Before I could even begin to contemplate the big issues of my day—to shampoo or not to shampoo, that is the question—Alden walked in, armed with some clothing that I'd asked for, and a cup of hot chocolate from Au Bon Pain, which I thanked her for. I didn't want to ask if anyone had called because I didn't want to be disappointed, and I'm sure that if Rafe rang, she'd have told me. It was, after all, Alden who always left those big Magic Marker notes saying, “Rafe called,” or sometimes just “He called.” Although her message-taking skills were otherwise lackadaisical, Alden knew when a call was important.

So I didn't ask and she didn't mention anything and the day went on and people came by. Susannah brought me a copy of Joni Mitchell's
The Hissing of Summer Lawns
because I wanted to see the words to “Don't Interrupt the Sorrow” and she told me that I should really be reading P. G. Wodehouse or J. P. Donleavy, something cheerful and humorous. Paul came by and brought me Chinese food and a vanilla-scented candle, and we went for a walk in the snow to his apartment on Mt. Auburn Street and listened to
Clouds
on his portable tape player. Jonathan, the managing editor of the
Crimson,
came by with an anthology of female erotic fiction, the
Village Voice,
and the latest
New Republic.
Samantha came by with a copy of Paul Johnson's
Modern Times,
which she said somehow related to how I was feeling. I kept hoping someone would bring me the latest
Cosmopolitan
so I could read my horoscope and find out if my life was ever going to work out again, but no one did.

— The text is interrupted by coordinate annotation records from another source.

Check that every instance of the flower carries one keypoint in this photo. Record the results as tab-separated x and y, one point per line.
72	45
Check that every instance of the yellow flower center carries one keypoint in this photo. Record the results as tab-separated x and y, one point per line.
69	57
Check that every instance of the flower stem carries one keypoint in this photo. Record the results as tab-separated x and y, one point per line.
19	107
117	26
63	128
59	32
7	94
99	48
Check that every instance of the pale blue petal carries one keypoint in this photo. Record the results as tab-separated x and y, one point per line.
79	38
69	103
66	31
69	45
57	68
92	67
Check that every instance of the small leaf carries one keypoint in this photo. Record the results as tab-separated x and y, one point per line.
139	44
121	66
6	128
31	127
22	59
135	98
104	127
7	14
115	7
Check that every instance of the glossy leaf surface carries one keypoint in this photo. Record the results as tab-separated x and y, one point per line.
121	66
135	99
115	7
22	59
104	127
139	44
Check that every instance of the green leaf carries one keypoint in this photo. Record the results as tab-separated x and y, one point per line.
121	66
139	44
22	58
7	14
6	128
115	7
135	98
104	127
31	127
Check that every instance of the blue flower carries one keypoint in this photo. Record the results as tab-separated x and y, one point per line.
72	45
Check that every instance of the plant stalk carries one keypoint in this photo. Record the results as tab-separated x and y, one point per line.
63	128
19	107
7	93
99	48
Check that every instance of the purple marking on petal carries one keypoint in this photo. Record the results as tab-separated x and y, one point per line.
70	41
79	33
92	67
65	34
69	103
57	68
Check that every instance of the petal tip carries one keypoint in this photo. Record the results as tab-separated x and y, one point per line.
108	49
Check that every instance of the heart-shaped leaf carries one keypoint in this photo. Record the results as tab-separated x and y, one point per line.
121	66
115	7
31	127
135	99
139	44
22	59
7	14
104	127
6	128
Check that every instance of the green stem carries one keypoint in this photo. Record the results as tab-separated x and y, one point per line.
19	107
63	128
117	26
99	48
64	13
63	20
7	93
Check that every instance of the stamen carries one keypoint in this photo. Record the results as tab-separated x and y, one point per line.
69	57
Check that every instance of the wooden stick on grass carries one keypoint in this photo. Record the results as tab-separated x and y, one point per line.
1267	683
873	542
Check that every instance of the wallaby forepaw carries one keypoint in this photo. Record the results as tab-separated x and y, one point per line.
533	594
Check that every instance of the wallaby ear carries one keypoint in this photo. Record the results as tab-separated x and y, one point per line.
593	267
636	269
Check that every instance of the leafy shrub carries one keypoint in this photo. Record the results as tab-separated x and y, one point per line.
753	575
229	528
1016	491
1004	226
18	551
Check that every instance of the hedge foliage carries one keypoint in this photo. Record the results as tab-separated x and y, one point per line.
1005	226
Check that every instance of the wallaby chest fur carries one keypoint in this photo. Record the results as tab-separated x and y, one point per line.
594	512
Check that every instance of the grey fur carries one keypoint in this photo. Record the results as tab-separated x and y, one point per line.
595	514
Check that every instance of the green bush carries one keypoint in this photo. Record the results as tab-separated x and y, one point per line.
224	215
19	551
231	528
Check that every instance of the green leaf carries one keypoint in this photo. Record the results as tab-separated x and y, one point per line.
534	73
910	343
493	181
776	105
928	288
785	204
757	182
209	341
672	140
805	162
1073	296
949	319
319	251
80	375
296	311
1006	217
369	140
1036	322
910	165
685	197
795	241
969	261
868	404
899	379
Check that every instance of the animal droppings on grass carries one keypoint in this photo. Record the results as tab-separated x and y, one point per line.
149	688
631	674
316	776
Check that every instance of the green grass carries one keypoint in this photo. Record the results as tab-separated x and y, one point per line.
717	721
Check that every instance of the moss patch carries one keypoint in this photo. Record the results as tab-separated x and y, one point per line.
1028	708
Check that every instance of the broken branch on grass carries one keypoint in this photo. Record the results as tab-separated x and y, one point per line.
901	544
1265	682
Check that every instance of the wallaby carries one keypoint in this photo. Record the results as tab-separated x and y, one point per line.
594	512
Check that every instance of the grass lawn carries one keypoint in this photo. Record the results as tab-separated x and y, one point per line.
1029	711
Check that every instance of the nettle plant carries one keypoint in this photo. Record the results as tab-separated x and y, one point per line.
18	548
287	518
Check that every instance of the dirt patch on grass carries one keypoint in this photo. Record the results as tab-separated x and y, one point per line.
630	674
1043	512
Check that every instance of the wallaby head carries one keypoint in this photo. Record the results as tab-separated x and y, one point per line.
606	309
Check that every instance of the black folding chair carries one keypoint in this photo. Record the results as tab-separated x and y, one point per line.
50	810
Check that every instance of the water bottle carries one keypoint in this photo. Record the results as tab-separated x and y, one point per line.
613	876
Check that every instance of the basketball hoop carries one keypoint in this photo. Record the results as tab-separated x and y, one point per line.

And the day went on until the evening came, and my long-term fantasy about lying in a hospital bed and receiving visitors had turned into a reality, and it was all very nice and good, but nothing mattered if Rafe didn't call. Eben and Alec came by with a chocolate milk shake from Steve's and a turkey and boursin sandwich from Formaggio, and I had a nice time talking to them, but already when they arrived I was starting to get hazy. And however well rested and well liked I was feeling, it was no deterrent to the sense of crazy that started traveling all through my body, and up into my head until I felt suffocated with it as if I were buried naked and alive in hot white summer sand, burning to death.

And finally, there is no one left to visit me, no Alden, no Paul, no Susannah, no Samantha, no Jonathan, no Eben, no Alec, nobody, and there is no one left to buffer the pain, the tremendous pain, the great big fucking pain, and I start to cry. And all I can think is,
Why hasn't Rafe called he's disappearing he's leaving me like everyone else he promised he wouldn't but he is I know it oh my God I want to die right here right now in this adjustable infirmary bed I want my corpse to be white like these sheets whiter than these blankets I want to be drained of my blood and my humanity forever I never want to feel again.